From Surrey Satellite Technology they are beaming the existing terrestrial internet into space, to control 14 satellites currently orbiting the earth.
But the capability only extends so far because the internet we all know relies on a constant connection – something that is just not possible once a spacecraft leaves the earth’s orbit.
But that is now changing with a new interplanetary internet system being developed. The man who invented the internet on earth is now pioneering the internet in space.
Computer scientist Vint Cerf told Channel 4 News: “It’s very early days yet, but the protocols have become sufficiently robust that we believe they can be standardised soon and that all space-faring nations could use them in order to grow an interplanetary backbone, in order to support both manned and robotic space exploration.”
The next big step after interplanetary exploration is to consider sending a mission to the nearest star.
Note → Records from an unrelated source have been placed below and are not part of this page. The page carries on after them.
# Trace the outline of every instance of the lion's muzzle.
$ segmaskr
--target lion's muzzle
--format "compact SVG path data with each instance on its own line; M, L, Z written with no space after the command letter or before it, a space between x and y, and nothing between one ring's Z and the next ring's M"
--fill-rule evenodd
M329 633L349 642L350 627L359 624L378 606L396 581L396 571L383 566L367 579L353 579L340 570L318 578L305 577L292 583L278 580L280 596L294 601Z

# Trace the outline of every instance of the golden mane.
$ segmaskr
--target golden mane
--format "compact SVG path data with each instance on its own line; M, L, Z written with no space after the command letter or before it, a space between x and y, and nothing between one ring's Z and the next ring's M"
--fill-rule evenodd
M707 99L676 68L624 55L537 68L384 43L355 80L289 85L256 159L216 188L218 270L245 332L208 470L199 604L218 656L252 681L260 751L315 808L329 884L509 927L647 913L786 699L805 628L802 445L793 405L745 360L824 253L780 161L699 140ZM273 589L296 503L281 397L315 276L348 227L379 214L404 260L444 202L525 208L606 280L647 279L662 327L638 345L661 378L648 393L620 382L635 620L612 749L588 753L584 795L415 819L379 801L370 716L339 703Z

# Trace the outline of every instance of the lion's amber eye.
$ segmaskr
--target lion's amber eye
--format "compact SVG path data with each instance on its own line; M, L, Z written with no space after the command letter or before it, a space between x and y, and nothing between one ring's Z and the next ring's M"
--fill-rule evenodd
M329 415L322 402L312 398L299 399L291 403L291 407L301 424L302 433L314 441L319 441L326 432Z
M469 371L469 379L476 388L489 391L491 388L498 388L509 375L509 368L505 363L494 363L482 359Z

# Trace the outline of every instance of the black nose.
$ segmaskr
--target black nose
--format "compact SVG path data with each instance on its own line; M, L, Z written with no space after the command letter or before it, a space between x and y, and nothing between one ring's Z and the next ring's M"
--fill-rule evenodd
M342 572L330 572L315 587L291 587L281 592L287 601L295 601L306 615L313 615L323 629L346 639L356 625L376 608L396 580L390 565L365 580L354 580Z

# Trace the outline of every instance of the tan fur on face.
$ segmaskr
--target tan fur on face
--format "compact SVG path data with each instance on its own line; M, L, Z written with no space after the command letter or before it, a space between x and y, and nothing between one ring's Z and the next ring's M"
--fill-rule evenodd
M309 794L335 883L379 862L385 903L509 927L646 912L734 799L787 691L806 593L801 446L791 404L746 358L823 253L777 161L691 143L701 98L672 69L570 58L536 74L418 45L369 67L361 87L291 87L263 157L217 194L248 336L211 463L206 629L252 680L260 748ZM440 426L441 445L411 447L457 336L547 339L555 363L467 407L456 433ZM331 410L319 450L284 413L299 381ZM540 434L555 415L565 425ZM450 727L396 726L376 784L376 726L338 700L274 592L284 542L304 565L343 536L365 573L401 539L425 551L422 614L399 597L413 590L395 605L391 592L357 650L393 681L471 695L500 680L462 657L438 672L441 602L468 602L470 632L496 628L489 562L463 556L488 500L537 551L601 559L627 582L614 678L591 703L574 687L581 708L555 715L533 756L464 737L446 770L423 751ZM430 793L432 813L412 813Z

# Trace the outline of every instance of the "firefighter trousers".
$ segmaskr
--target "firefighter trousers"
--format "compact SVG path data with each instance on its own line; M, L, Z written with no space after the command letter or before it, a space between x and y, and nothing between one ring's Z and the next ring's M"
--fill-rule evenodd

Vint Cerf, computer scientist
Satellites orbiting the earth are close enough to maintain the constant internet connection needed for effective communications.
But further into space, the more likely it becomes that objects such as planets and the sun will break the connection.
The new interplanetary internet system will relay the signal to spacecraft spread across the solar system in bite-sized chunks, speeding up the time it takes to send data back to earth.
Dai Stanton of Surrey Satellite Technology told Channel 4 News: “In the deep space environment we have very long delays. You get to the outer planets, you’re talking delays of days.
“The interplanetary internet allows us to move the data around in an efficient way, despite these long delays. That means more data, quicker data, and more accurate data.”
But it is not just the solar system. Vint Cerf is leading US government-funded research looking at how this network could even be used to guide a probe to the nearest star: Alpha Centauri.
“The next big step after doing interplanetary exploration,” Mr Cerf said, “is to consider sending a mission to the nearest star, which should be Alpha Centauri.
We’re going to need a network of sensors that literally span the solar system. Vint Cerf
“In order to get there, we have to go a lot faster than we know how to do today. And we also have to know how to signal. We’re four light years away, which is a really long distance – about 30 trillion miles.
“To do that, we’re going to need a network of sensors that literally span the solar system and can pick up this weak signal that’s coming back from a robot near Alpha Centauri.
“It’s like everything else: engineering turning science fiction into reality.”
Surrey Satellite Technology will launch seven new craft connected to the interplanetary internet system this year, and the technology is already helping speed up communications to Mars as more spacecraft are reprogrammed.
If all countries were to adopt this system, it could transform deep-space communications, helping us understand our place in the universe.